Some companies will skip the intermediate simulations, said Dinesh, settling for RTL and gate-level simulations with full timing (which can have much longer run times than simulations without timing), but he explained that "if something breaks in between" those two stages "it can take a long time to find the problem."

Particularly valuable, Dinesh and Tangirala agreed, is the ability to do some floor planning. Traditionally, said Dinesh, "We'd throw our design over the wall, and the foundry would come back and tell us, 'OK, here is your die size.'" His response to that, he said, feigning incredulity, was often, "What are you talking about?" Now, added Tangirala, "We can use Magma Blast Create and Blast Fusion to place macro blocks, and we can define the data paths efficiently because we know where the data is coming from and going to. An overnight simulation lets us know whether the die size we have chosen will work, and that's very important to us because every millimeter or even half millimeter increase in size represents a substantially higher cost."

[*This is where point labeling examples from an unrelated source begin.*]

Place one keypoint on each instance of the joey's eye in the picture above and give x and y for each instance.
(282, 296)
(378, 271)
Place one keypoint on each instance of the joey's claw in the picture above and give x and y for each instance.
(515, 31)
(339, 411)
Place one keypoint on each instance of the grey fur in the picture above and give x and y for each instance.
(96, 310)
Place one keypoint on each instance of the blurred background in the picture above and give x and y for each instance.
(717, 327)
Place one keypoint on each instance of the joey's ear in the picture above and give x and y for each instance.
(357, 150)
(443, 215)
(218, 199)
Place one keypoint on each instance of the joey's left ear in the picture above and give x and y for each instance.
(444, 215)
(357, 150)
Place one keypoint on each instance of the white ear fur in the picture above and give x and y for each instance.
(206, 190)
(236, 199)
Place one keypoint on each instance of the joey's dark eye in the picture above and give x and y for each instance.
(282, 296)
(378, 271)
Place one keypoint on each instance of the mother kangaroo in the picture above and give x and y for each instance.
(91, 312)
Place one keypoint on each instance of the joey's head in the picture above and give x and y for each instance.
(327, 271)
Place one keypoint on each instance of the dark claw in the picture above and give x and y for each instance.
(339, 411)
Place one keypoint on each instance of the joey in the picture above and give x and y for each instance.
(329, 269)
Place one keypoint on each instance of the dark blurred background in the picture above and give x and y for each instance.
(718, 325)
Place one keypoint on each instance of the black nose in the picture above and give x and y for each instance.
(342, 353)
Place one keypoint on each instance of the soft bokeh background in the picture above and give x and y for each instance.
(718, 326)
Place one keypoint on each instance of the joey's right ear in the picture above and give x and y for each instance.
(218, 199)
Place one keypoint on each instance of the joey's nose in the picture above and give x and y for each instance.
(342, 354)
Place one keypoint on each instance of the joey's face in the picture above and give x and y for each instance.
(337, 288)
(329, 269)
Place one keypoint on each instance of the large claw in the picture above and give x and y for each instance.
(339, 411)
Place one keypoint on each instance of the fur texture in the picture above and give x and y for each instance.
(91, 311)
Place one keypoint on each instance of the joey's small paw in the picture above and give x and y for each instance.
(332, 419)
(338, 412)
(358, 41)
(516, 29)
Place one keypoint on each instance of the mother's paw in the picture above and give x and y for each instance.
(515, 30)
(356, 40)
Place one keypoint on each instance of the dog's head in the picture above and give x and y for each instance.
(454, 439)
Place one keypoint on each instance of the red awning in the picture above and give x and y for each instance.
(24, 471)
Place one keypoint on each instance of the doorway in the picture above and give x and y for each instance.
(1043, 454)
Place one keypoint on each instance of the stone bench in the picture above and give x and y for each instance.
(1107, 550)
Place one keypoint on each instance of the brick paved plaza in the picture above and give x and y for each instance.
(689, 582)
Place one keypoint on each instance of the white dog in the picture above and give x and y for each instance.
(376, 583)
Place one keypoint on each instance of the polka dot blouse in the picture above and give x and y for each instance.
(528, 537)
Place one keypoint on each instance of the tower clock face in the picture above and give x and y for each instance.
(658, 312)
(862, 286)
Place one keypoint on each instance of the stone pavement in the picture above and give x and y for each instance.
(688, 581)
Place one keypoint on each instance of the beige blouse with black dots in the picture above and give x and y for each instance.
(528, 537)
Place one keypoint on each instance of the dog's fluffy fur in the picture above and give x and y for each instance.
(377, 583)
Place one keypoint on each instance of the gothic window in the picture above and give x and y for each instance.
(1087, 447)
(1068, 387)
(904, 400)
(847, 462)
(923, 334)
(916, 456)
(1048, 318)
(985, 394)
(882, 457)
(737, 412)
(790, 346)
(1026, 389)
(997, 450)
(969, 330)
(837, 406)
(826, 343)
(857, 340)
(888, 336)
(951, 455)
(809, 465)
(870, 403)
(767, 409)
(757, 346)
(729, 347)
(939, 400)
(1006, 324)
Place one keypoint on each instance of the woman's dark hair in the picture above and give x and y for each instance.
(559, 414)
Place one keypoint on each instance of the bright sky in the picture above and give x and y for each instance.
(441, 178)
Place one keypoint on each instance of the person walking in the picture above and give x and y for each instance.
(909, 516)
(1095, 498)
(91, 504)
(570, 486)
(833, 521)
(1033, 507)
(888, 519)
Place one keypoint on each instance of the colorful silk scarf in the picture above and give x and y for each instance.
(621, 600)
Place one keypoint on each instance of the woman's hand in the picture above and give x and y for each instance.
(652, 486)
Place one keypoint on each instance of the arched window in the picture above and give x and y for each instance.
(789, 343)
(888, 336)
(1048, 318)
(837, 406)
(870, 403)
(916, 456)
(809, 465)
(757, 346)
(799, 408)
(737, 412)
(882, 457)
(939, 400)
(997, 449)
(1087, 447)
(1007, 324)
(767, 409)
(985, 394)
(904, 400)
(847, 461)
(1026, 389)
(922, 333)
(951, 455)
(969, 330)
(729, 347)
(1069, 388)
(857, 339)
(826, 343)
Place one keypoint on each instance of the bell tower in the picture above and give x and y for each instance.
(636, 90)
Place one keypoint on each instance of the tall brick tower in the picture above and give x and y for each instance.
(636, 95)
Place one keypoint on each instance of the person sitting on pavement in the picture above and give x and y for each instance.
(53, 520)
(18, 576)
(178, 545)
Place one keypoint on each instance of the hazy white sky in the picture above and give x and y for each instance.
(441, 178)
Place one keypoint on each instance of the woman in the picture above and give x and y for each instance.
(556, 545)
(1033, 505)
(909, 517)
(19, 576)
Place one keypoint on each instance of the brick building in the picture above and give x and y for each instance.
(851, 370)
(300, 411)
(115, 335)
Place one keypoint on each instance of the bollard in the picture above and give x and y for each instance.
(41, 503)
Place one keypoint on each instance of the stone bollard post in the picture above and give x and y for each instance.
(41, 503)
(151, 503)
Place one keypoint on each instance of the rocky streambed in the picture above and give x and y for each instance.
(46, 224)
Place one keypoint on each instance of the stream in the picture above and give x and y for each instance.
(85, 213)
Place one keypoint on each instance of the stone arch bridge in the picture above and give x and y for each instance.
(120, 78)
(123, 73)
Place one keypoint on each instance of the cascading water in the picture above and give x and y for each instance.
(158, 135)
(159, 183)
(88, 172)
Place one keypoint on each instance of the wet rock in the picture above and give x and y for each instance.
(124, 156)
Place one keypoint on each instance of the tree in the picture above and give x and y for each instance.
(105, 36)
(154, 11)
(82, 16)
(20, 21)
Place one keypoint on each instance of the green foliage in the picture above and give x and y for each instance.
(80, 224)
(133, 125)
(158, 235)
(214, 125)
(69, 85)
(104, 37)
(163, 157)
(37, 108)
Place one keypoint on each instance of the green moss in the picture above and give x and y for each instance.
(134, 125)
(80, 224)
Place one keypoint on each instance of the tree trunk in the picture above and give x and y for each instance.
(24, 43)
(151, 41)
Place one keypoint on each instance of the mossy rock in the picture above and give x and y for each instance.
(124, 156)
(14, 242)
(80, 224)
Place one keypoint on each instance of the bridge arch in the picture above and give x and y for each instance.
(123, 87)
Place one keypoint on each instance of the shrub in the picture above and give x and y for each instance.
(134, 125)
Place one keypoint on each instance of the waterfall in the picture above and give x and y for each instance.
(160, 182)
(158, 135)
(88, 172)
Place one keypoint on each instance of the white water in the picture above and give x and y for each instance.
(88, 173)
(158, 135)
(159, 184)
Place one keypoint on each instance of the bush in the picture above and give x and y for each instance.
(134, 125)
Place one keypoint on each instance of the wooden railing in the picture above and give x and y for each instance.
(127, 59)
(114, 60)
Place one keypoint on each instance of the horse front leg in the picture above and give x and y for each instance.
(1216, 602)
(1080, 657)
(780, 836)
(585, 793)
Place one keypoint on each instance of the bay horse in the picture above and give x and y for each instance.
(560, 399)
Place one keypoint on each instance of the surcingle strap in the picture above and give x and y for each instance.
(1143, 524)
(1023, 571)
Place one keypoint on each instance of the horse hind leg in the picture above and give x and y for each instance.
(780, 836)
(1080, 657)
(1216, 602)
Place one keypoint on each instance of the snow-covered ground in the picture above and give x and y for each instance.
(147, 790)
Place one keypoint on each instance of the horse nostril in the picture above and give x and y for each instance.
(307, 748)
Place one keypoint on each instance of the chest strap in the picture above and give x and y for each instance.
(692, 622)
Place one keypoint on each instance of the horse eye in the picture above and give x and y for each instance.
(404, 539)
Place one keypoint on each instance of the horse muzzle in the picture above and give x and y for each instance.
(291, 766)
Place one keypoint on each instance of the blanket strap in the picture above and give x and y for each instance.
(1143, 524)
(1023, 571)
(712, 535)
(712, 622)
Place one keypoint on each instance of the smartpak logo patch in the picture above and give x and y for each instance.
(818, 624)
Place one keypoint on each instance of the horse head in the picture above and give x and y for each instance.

When asked about using an integrated flow like Magma's vs. point tools for functions like scan insertion, Dinesh said, "Point tools give better performance in certain cases, but just going in and out of the [point-tool and synthesis-flow vendor] databases, you tend to make a lot more mistakes. If you want to squeeze out the most compact set of test vectors or if you feel your fault coverage has to be 99.9 percent, then run a point tool, but if 98 percent is good enough, then it's better to go with the more integrated flow because of the mistakes you can avoid and the time you can save. One reason we went with Magma was to eliminate the many scripts that we had to write to convert between different vendors' formats. A simple typo could cost you a month. We wanted the same database throughout the whole flow to avoid mistakes like that."

David DiSalvo, senior RF test engineer, describes the test sequence for demodulator prototypes. Identical interfaces for ASIC and FPGA implementations, he says, allow easy test-data injection and extraction from any DUT, enabling comparison of prototype performance with simulation results.

He said the company doesn't build in an IEEE 1149.1 interface, which represents too much overhead for a low-cost consumer chip, but the chip does include a NAND-tree structure, which he runs tests on as a "quick and dirty way" to make sure all the device pins make contact with the board. The team also does some subjective thermal tests, he said, heating up and cooling down the chip to look for anomalies. "Thermal performance is guaranteed by the factory, but we want to make sure nothing unusual is going on."

With preliminary tests complete, said DiSalvo, "we take the board and run RF tests to make sure the ASIC's performance is better than the FPGA's, which we would expect because clock jitter should be much less on the ASIC." At that point, the foundry will have completed its back-end test strategy, he said, and the parts should be ready for production.

Even as one ASIC generation gets to market, the team is working on another, and in fact, each ASIC design takes into account the needs of the next-generation development effort. Said Haiyun Yang, Legend Silicon ASIC architect, "We design the chip so we can switch out various functions." For example, he said, discussions are taking place in China regarding the FEC algorithm. To evaluate a potential upgrade, he said, "We can switch out our ASIC FEC implementation and replace it with a new one implemented in an FPGA."

The next generation will embody new FEC capabilities, and it will be fabricated in a submicron process. "We don't need to push the technology to get gigahertz speeds," said Dinesh, "and so far, 180 nanometers has been the sweet spot as far as price goes. But that's changing, and the new ones will be 130 or 90 nanometers. Our basic next-generation goals are better performance and lower costs."